Eleições Presidenciais em Portugal: Aquele que faz a diferença


Aquele que faz a diferença

Por Maurício Miguel


Assinalou-se no dia 1 de Janeiro os 25 anos da entrada de Portugal na então CEE, actual União Europeia. O facto de estarmos em campanha eleitoral para as presidenciais acrescenta razões para se fazer um balanço sobre o que significou e o que significa para os trabalhadores e para o nosso povo este processo, particularmente pelas responsabilidades que alguns dos candidatos têm na sua condução.


A leitura dos seus «manifestos», «contratos», «programas», ou o mais que eles lhes queiram chamar, ajuda a elucidar sobre os seus propósitos e sobre o rumo proposto para Portugal no quadro da integração capitalista europeia.

Desde logo Cavaco Silva, aquele que de forma mais directa e ao longo de mais tempo teve responsabilidades políticas, nomeadamente ao nível do Governo como ministro das Finanças, primeiro-ministro e actualmente como Presidente da República. No seu «Manifesto», Cavaco Silva afirma, com a desfaçatez que se lhe reconhece, que tudo correu bem até à entrada da última década, «tivemos crescimento económico e convergência». O pior, na sua opinião, veio depois, procurando escamotear iniludíveis responsabilidades pela actual situação. Por muito que a verdade custe a Cavaco Silva, o seu percurso não lhe permite apagar o seu papel na política de compartimentação e alienação de importantes parcelas da soberania nacional aos interesses da UE e das suas grandes potências com consequências na destruição de milhares de postos de trabalho e no aumento do desemprego, na degradação dos serviços públicos, no desaparecimento de milhares de explorações agrícolas, no abate de milhares de embarcações de pesca, no desmantelamento de sectores estratégicos da indústria nacional, na participação dos militares portugueses em missões ao serviço dos EUA e das grandes potências da UE e da NATO, no agravamento das injustiças sociais.


Manuel Alegre por seu lado, ao volante do «dois cavalos» (PS/BE), bem ao seu estilo, afirma: «as forças conservadoras e o capitalismo financeiro desregulado estão a aproveitar esta crise para pôr em causa direitos sociais e desmantelar serviços públicos que em toda a Europa custaram o sacrifício e a luta de muitas gerações». Quando Alegre se refere às forças conservadoras estará a incluir também o seu partido, o PS, e os outros PS no governo em vários países da UE, nomeadamente na Grécia e em Espanha, os comissários «socialistas», o facto de o grupo dos «socialistas» ser o segundo maior Grupo no Parlamento Europeu? Estará a referir-se a todas as medidas que cá, como um pouco por toda a UE, degradam a prestação e desmantelam serviços públicos, nomeadamente na saúde, na educação, nos transportes? É uma evidência que coerência e Manuel Alegre não ligam. Não se pode defender os serviços públicos e a política de direita com a qual estes actores estão comprometidos ao mesmo tempo, é uma contradição insanável. Trata-se do canto da sereia com que Alegre nos foi habituando, procurando ludibriar aqueles que perseguem uma verdadeira alternativa de esquerda. O percurso de Manuel Alegre enquanto militante, dirigente e deputado do PS há décadas, não o iliba das responsabilidades pela actual situação do País e pela política de subserviência aos interesses das grandes potências da UE, que de forma alternada o seu partido e o PSD foram prosseguindo no Governo, como maioria na Assembleia da República ou como maioria dos deputados portugueses no Parlamento Europeu.

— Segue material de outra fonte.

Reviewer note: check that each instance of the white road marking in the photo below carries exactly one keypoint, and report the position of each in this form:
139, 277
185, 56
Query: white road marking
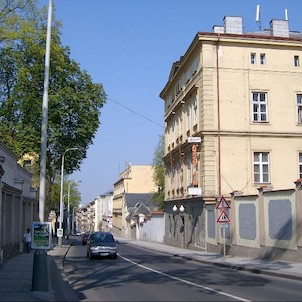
185, 281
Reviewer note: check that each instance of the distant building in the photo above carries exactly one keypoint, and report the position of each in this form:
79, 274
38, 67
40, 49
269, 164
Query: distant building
233, 122
134, 179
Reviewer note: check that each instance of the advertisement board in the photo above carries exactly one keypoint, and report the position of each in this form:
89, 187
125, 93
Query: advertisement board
41, 235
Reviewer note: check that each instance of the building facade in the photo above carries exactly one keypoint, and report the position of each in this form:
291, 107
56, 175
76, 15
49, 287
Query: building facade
134, 179
18, 204
233, 122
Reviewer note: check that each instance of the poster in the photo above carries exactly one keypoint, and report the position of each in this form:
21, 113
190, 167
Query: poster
41, 235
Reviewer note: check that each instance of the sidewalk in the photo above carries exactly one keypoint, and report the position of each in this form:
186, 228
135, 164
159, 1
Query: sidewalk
285, 269
16, 274
16, 278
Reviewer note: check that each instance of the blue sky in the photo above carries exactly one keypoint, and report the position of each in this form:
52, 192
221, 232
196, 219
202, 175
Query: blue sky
129, 46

Defensor Moura, não tendo a mesma notoriedade que o seu «camarada», também ele foi autarca e actualmente deputado pelo PS.

José Manuel Coelho é um produto do anti-comunismo e da tentativa de alguns sectores mais retrógrados da sociedade portuguesa se fazerem notar. Sobre a UE não lhe conheço declarações.


Fernando Nobre tem um discurso contra os partidos, os deputados, como se ele nunca tivesse tido uma participação política, nomeadamente apoiando Durão Barroso, Mário Soares, e o BE. Sobre a UE, Nobre, não tendo até esta data programa conhecido com o qual se possa comprometer, afirma: «não posso deixar de assinalar positivamente estes 25 anos de Portugal na União Europeia. Seria impensável que assim não fosse».


Como Francisco Lopes tem repetidamente afirmado, a única candidatura que não está comprometida com uma política que claudica perante os interesses das grandes potências da UE e dos seus grupos económicos é a sua (a nossa), uma candidatura do PCP, dos Verdes e de muitos outros democratas que connosco convergem para a afirmação de uma alternativa patriótica e de esquerda, para retomar o caminho de Abril.